Eleven plus children sometimes need stretching. We urge them to read a wide range of books. We want our children to be able to absorb an exuberant vocabulary. After all the children will rely on their vocabulary, at times, while they doing some verbal reasoning exercises.
So if we tell the children to read the classics, are we being reactionary? In The Three Musketeers we read language developed in a rather spectacular setting:
‘Whilst they were within the precincts of the camp, the four friends did not exchange a word: they were, besides, followed by the curious, who, having heard of the wager, wished to know how they would extricate themselves from the affair.’
So the story of The Three Musketeers is all about friends fighting with each other, the people are simply sorted by nationality (French or English), where they live, work and fight is important (Gascon or Norman) as is their social class (master or servant.). But when Athos stands on the parapet immune to the bullets we hope the children will identify with him.
We want our children to stand on the parapet, in the Eleven Plus room, immune to questions that may phase them. We want our children to feel that they are heroes and heroines as they tackle adversity. We want our children to feel that they can conquer all that lies before them.
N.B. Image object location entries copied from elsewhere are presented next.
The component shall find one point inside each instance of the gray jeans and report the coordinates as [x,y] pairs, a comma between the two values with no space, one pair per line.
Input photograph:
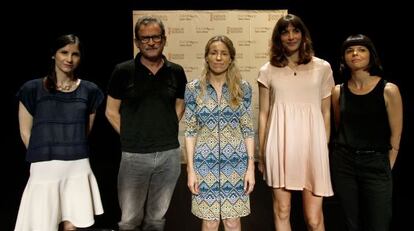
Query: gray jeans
[146,184]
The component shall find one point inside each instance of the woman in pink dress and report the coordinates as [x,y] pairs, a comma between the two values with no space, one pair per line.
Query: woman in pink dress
[294,123]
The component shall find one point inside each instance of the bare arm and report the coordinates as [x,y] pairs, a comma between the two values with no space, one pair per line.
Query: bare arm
[25,124]
[91,121]
[393,103]
[264,101]
[179,108]
[249,180]
[112,113]
[326,113]
[335,104]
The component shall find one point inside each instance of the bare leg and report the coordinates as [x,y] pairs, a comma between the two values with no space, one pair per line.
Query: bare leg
[281,209]
[312,208]
[210,225]
[232,224]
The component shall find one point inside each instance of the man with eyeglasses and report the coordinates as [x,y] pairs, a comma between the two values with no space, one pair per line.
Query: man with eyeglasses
[145,104]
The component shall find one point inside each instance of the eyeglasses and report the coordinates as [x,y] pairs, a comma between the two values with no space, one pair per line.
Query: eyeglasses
[155,38]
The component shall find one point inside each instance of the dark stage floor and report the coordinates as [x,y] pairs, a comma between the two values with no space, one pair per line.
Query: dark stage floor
[179,217]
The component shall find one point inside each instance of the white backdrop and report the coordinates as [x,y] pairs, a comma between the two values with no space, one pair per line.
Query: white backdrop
[188,31]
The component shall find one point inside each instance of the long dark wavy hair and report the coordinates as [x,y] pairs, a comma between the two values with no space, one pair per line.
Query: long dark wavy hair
[277,51]
[62,41]
[374,67]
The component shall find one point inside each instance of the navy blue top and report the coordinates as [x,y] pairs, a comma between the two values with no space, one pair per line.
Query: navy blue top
[149,121]
[60,120]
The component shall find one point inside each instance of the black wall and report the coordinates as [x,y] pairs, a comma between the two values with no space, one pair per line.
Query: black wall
[105,27]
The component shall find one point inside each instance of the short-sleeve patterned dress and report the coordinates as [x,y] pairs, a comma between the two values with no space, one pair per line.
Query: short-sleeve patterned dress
[296,150]
[220,158]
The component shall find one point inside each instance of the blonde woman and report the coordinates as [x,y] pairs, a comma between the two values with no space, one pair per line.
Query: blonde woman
[219,139]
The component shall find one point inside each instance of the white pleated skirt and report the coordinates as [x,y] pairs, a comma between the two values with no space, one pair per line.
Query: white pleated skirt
[59,191]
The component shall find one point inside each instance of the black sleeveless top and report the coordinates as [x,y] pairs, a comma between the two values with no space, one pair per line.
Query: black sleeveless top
[363,119]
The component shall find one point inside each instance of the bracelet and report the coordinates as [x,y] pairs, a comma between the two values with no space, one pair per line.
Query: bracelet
[392,148]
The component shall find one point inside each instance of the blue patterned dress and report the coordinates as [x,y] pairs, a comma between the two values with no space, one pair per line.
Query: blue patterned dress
[220,158]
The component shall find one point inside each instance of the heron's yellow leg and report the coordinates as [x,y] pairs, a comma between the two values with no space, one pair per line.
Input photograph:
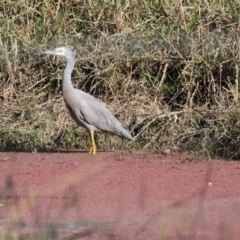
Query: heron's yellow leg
[93,147]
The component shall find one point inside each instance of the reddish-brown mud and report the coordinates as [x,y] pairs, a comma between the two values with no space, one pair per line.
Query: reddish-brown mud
[118,195]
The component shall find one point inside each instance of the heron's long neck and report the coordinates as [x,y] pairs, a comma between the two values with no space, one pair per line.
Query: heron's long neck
[66,81]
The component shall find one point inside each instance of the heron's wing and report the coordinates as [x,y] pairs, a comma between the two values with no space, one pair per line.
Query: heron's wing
[96,114]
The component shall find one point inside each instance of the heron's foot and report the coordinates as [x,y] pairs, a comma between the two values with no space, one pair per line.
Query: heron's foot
[93,149]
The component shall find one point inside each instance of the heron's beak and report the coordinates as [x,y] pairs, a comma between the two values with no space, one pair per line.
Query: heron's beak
[49,52]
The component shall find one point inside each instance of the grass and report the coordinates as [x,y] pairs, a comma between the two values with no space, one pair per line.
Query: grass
[169,70]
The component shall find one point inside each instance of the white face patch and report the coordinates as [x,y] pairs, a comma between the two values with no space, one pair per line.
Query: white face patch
[60,51]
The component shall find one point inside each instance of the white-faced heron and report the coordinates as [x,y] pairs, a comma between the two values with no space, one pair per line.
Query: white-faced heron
[86,110]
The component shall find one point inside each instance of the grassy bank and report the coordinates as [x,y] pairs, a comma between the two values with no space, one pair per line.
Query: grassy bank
[169,70]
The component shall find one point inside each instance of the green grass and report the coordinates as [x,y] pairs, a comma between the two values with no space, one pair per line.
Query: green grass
[169,70]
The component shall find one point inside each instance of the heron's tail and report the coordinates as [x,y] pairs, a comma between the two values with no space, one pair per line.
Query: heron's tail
[124,133]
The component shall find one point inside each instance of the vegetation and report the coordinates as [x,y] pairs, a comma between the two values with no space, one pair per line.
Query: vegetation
[169,70]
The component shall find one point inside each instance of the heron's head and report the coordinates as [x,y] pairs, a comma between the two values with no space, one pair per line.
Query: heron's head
[61,51]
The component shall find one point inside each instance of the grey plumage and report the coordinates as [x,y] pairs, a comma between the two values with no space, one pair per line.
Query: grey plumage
[86,110]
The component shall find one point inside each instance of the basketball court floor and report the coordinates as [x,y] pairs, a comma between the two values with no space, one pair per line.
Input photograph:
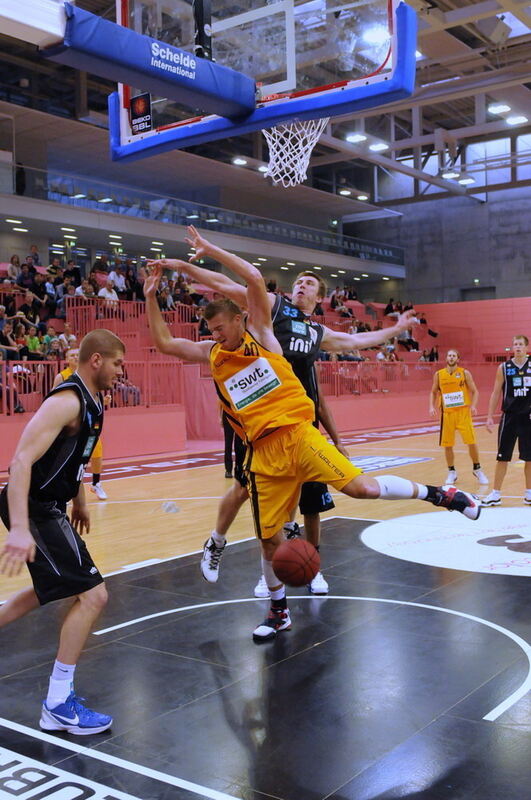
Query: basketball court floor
[409,680]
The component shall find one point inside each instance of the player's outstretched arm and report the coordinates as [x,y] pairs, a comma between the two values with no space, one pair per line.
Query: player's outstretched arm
[337,342]
[214,280]
[160,333]
[53,416]
[259,302]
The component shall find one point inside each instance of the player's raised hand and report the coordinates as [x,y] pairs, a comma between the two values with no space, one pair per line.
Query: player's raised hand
[198,242]
[18,549]
[151,284]
[406,320]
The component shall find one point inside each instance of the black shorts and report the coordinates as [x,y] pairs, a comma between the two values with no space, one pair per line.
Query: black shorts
[63,566]
[514,427]
[315,498]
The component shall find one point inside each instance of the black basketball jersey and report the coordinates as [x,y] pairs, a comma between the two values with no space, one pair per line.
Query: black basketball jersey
[300,339]
[517,387]
[58,473]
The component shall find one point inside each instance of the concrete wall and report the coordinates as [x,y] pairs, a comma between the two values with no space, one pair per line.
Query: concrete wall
[451,242]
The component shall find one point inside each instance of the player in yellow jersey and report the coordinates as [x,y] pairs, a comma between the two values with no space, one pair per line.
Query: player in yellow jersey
[260,392]
[96,461]
[454,392]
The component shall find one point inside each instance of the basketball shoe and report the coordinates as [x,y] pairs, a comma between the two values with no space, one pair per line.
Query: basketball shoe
[210,561]
[492,499]
[72,717]
[277,620]
[454,500]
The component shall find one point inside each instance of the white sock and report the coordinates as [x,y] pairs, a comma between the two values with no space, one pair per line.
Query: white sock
[219,540]
[269,575]
[395,488]
[61,684]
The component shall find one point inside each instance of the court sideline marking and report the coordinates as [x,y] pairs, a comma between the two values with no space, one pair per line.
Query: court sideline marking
[490,717]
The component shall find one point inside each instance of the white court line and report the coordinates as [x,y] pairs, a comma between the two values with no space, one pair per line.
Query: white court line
[490,717]
[195,788]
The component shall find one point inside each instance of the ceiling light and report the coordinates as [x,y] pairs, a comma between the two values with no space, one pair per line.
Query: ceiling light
[354,138]
[498,108]
[518,119]
[450,174]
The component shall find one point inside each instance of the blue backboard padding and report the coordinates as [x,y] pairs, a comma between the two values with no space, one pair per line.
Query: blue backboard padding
[396,87]
[104,48]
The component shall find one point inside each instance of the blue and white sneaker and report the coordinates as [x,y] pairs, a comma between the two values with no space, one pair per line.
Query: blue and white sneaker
[72,717]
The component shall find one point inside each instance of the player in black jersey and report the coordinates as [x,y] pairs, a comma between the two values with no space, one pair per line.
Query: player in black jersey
[45,474]
[513,383]
[300,339]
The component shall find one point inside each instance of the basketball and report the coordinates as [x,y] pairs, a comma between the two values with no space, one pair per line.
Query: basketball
[296,562]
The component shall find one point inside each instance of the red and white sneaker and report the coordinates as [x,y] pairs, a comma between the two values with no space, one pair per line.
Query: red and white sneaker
[456,500]
[277,620]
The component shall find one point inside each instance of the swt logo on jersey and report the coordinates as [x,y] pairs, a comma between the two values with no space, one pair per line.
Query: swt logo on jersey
[250,384]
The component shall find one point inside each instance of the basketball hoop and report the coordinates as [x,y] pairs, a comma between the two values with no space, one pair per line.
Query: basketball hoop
[290,147]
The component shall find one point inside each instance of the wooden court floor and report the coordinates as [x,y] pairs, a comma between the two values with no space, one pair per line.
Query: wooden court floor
[166,514]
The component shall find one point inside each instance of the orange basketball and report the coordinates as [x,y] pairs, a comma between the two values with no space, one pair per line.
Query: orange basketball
[296,562]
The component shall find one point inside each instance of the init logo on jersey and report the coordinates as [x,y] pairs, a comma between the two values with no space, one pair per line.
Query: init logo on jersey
[250,384]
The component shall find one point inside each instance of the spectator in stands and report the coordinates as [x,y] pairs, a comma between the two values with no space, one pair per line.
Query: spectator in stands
[73,272]
[33,343]
[19,409]
[118,278]
[54,267]
[13,268]
[34,255]
[25,277]
[108,294]
[68,339]
[11,350]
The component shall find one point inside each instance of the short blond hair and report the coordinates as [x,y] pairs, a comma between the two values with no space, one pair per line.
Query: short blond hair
[101,341]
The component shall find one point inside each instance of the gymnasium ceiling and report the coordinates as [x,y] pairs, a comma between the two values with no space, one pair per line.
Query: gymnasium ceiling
[472,54]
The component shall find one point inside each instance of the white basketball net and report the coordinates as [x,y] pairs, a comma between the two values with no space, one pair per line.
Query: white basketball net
[290,147]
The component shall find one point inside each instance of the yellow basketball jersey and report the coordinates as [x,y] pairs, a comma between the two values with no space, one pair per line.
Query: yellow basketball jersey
[258,388]
[454,391]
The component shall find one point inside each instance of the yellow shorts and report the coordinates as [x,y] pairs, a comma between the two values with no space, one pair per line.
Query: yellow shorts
[98,450]
[458,419]
[280,463]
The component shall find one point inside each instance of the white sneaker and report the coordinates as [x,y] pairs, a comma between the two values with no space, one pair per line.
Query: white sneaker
[492,499]
[480,475]
[261,589]
[318,585]
[98,490]
[210,561]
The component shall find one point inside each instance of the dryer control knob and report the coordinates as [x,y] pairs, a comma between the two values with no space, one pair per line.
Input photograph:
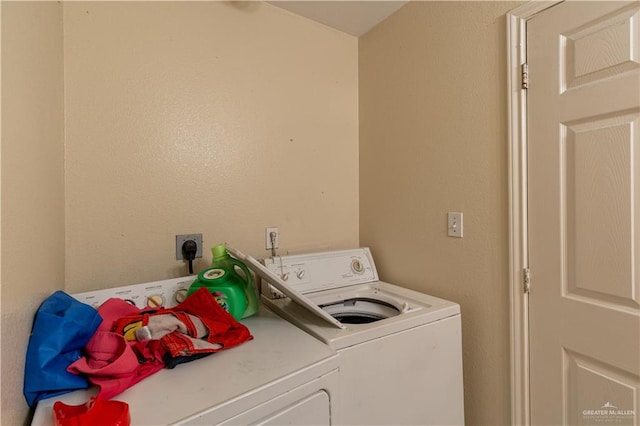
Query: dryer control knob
[357,267]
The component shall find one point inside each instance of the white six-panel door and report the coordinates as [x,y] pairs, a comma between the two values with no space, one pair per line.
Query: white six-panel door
[584,213]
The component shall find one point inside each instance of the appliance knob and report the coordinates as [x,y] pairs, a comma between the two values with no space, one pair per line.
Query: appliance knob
[155,301]
[357,267]
[180,295]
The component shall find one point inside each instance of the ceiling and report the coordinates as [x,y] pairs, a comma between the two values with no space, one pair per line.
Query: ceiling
[349,16]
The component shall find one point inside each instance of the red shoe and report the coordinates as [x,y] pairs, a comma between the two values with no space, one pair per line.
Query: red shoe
[95,412]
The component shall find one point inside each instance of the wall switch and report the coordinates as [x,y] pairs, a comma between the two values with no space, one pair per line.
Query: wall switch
[180,239]
[454,224]
[268,238]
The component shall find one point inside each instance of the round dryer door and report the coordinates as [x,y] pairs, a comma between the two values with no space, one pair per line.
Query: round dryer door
[360,310]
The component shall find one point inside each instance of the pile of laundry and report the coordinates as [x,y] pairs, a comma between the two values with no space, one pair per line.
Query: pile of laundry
[73,345]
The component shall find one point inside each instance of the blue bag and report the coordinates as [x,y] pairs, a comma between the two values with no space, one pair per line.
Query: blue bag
[61,328]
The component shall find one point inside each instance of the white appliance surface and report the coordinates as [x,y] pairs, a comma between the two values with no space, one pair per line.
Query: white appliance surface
[282,375]
[403,369]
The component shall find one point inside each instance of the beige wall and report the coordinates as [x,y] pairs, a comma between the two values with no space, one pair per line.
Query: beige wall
[433,139]
[219,118]
[32,181]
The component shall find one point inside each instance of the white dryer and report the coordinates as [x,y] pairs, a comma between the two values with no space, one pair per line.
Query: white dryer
[400,350]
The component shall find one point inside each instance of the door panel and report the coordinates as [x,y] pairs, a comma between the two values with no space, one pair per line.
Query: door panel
[584,213]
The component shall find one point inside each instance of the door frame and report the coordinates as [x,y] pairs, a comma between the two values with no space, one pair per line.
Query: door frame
[517,175]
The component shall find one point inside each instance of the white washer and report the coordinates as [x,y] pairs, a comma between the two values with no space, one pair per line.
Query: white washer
[282,376]
[400,350]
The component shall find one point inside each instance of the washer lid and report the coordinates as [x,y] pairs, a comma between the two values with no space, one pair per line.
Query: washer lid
[277,282]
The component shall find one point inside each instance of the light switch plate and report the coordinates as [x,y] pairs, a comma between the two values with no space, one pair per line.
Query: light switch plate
[454,224]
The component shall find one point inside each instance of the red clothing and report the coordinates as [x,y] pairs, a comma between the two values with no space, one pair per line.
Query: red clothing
[196,327]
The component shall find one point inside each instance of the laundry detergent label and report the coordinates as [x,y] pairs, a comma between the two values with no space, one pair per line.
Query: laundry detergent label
[221,298]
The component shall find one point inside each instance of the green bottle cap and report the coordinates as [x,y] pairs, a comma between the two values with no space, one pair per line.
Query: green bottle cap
[219,252]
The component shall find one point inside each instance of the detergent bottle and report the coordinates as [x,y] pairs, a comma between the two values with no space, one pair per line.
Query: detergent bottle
[235,292]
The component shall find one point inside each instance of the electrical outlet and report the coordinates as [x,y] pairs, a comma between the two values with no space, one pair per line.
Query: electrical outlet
[454,224]
[276,240]
[180,239]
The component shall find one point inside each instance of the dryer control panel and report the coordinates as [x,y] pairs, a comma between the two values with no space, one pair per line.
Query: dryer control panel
[307,273]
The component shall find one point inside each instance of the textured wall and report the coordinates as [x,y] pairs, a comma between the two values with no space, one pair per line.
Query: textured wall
[219,118]
[32,181]
[433,138]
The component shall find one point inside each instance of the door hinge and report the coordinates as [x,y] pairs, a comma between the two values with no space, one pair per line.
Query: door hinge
[525,76]
[526,280]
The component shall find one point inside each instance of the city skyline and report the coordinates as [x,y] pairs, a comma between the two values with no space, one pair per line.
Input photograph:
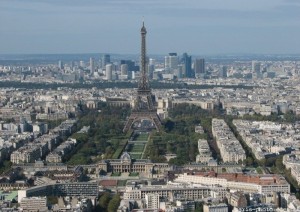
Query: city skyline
[206,27]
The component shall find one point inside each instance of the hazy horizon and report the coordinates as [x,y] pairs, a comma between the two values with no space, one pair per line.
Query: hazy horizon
[207,27]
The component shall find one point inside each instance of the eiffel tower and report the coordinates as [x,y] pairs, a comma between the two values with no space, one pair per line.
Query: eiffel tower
[144,107]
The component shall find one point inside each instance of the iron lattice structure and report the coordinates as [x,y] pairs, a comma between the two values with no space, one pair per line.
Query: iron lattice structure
[144,107]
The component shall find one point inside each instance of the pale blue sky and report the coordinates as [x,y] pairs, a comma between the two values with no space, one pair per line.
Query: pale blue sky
[112,26]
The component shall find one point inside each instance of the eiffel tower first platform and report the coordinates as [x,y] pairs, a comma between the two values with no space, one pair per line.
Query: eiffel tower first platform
[144,107]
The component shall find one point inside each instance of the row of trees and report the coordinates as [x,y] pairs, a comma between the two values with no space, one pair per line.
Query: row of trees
[104,85]
[105,126]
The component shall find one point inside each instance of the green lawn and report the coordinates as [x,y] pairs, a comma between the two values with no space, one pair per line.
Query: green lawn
[122,182]
[141,137]
[136,156]
[133,174]
[116,174]
[137,148]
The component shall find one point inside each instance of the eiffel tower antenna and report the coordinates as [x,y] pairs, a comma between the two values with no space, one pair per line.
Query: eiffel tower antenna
[144,107]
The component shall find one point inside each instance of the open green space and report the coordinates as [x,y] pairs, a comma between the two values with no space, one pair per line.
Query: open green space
[105,139]
[140,137]
[121,182]
[133,174]
[116,174]
[121,145]
[138,148]
[136,155]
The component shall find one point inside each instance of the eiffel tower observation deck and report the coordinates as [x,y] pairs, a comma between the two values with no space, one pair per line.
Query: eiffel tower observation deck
[144,107]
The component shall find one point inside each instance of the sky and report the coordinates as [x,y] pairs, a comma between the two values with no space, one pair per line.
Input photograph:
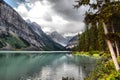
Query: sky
[52,15]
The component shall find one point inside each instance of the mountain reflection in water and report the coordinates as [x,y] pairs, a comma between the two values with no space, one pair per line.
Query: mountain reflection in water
[44,66]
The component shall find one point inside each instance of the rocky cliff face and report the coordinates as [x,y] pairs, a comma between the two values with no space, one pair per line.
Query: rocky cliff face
[12,22]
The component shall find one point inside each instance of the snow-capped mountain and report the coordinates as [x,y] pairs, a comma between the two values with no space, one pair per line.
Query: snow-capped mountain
[59,38]
[73,42]
[16,33]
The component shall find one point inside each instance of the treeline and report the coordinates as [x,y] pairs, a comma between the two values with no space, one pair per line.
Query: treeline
[92,39]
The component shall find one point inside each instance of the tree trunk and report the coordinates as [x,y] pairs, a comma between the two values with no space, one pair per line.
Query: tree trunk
[117,49]
[111,48]
[116,45]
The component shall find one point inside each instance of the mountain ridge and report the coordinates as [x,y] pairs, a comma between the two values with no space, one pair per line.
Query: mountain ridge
[12,22]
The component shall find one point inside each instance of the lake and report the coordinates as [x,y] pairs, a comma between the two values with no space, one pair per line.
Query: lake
[44,65]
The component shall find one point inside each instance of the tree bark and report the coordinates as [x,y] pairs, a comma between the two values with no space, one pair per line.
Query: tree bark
[116,45]
[111,48]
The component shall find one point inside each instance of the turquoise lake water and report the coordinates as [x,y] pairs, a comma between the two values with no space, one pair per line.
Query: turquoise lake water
[44,66]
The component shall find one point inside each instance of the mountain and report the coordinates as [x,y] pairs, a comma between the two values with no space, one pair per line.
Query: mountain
[15,33]
[72,42]
[58,38]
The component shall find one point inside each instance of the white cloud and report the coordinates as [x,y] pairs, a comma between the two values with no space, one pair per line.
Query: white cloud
[43,13]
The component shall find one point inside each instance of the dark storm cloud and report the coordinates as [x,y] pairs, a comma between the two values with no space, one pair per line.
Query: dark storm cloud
[66,10]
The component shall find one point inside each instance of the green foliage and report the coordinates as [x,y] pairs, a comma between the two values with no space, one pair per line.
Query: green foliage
[2,43]
[104,70]
[92,39]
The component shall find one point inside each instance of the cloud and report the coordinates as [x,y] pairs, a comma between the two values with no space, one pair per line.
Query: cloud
[53,15]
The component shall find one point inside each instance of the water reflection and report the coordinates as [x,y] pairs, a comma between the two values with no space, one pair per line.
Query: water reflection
[44,66]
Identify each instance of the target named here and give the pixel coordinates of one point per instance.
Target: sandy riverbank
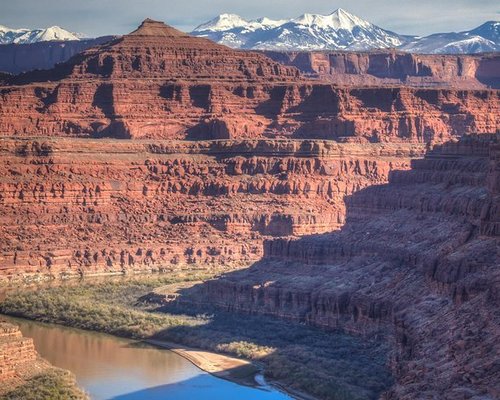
(233, 369)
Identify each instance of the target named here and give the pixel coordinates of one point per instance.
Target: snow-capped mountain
(485, 38)
(23, 36)
(340, 31)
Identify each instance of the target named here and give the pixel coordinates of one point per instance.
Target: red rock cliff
(160, 83)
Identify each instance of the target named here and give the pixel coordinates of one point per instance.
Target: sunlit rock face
(160, 83)
(416, 262)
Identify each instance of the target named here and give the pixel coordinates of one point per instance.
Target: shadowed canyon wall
(160, 83)
(96, 206)
(17, 58)
(416, 262)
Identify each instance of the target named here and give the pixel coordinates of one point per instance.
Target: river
(107, 367)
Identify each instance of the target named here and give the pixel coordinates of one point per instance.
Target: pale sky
(103, 17)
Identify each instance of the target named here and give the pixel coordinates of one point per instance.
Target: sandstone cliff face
(19, 360)
(384, 68)
(98, 206)
(18, 58)
(416, 262)
(160, 83)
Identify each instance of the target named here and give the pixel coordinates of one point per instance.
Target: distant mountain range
(26, 36)
(340, 31)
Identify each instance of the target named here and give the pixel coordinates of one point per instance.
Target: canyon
(335, 189)
(159, 83)
(21, 366)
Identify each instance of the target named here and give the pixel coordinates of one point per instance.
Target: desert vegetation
(329, 365)
(54, 385)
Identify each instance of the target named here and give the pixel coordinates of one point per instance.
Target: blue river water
(108, 368)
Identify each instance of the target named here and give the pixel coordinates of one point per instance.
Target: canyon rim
(353, 193)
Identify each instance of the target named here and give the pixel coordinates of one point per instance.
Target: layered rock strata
(417, 262)
(85, 206)
(160, 83)
(18, 58)
(19, 360)
(389, 68)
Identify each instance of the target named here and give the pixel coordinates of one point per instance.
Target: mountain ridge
(341, 30)
(28, 36)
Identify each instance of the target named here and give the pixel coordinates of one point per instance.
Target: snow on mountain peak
(22, 36)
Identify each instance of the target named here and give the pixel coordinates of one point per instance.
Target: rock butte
(160, 83)
(391, 230)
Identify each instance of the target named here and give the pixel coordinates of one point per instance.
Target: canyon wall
(16, 353)
(416, 263)
(18, 58)
(158, 83)
(389, 68)
(75, 207)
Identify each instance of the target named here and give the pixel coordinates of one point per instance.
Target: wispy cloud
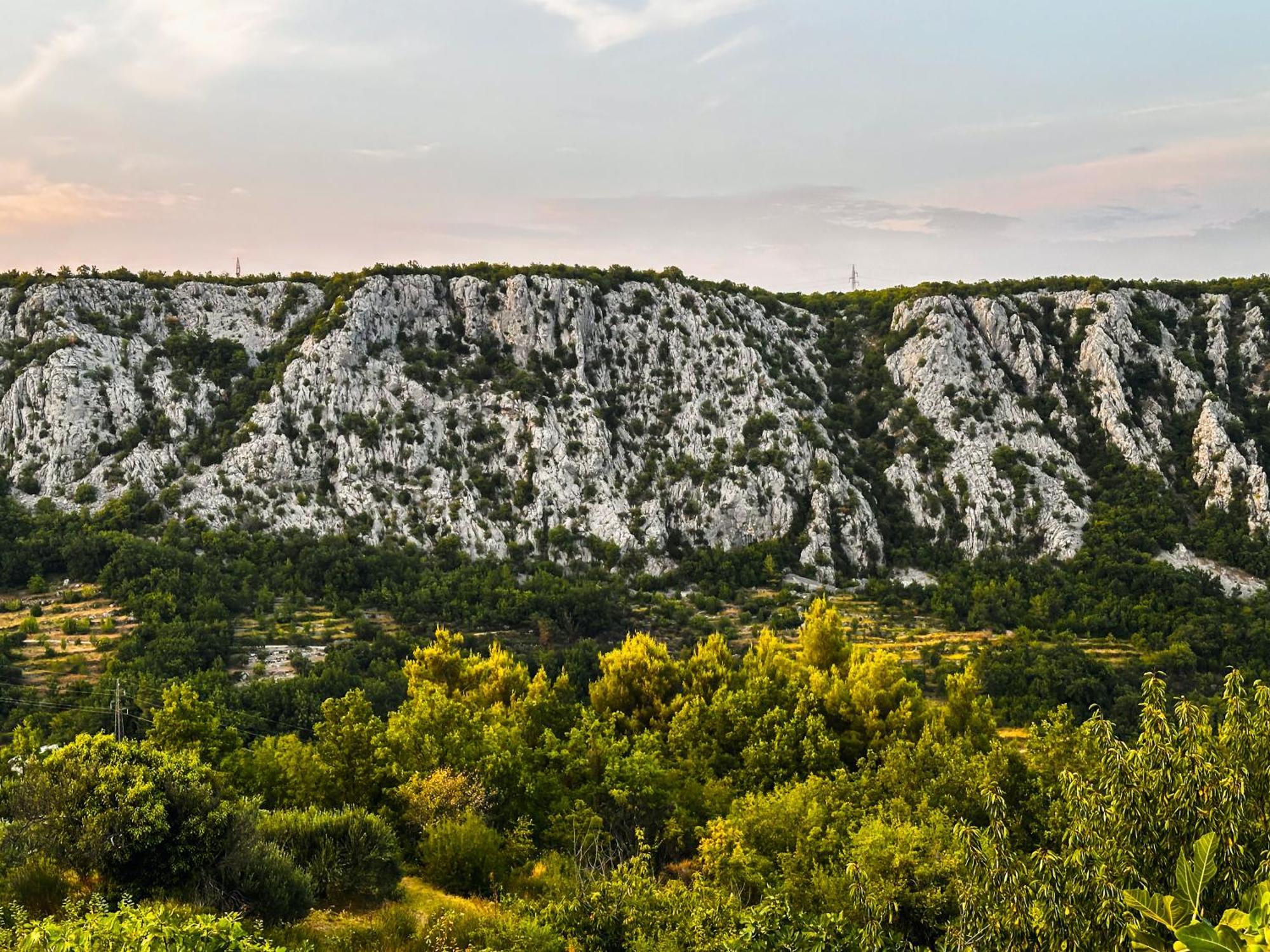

Books that children read today are often full of characters with imperfections and problems. But we hope that as the story grips them and takes them on a journey of exploration they will react positively in a similar manner in the examination. Then our children will show that they have absorbed the `hard’ words and the complex concepts. They may also learn a little about punctuation! Just look with awe at the punctuation in the passage above. We hope that our children will replicate the confident use of commas in the examination.